It’s great to see Bollywood celebrities these days openly talking about their lives and their problems, and letting their fans know that they’re also normal people just like them. Remember how Deepika Padukone had spoken in detail about her depression problem? After her, now Illeana D’Cruz has spoken about her anxiety and depression problem and how she dealt with it.
In a recent interview to Miss Malini, Illeana spoke at length about how she was dealing with mental illness for more than a decade, and how she’s now at a better place and she’s dealing with it all gracefully. She spoke about how she’s been struggling with depression for years now.
She said, “The most difficult struggle for me has been personally, because I’ve been dealing with a lot of issues. [I’m dealing with] a lot of issues as far as my body is concerned. I’ll be turning 30 this year, and I know I’ve been dealing with it for over 10-12 years, maybe even 15, but I never really knew what it was. I finally went to somebody a few months ago and she sort of helped me out.”
She also spoke about how one needs a support system around them to deal with it.
She added, “There was a time I didn’t want to get out of the house – I used to get really emotional, I used to sit in a corner and just cry for hours.

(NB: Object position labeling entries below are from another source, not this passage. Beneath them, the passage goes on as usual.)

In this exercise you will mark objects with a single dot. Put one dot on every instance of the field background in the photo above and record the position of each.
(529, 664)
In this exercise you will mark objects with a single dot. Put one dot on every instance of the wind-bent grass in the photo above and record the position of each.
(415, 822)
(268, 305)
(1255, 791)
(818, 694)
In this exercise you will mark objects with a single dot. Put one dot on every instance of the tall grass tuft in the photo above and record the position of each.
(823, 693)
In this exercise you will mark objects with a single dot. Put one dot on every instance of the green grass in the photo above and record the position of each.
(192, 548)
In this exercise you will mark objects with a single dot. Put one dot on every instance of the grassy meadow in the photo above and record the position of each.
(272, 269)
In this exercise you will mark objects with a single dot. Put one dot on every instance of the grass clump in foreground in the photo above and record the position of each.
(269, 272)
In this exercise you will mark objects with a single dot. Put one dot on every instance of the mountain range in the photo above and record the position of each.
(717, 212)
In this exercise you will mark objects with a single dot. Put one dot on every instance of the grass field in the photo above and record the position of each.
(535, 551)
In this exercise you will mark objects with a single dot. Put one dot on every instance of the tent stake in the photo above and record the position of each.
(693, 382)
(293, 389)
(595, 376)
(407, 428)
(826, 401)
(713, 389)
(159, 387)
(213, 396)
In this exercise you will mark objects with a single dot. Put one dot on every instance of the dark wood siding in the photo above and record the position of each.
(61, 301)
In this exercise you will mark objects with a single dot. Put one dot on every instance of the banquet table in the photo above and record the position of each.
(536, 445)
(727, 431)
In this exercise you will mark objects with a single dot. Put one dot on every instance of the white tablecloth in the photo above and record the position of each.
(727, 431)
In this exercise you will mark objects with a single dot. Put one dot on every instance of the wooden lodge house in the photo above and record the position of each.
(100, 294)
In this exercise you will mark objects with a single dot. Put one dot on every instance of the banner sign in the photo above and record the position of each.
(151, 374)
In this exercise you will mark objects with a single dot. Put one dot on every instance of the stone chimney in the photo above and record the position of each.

And I didn’t even want to go out to get groceries, that’s how bad it was. It can be really consuming if you let it get there. The pretty shitty thing about it is that only you can help yourself, but it helps having a great support system around you. I actually read something about what Deepika [Padukone] put up recently – I didn’t know she went through it – she said that it was the support that got her out of it.”
She gave details about how she has Body Dysmorphic Disorder, and how she has major body issues.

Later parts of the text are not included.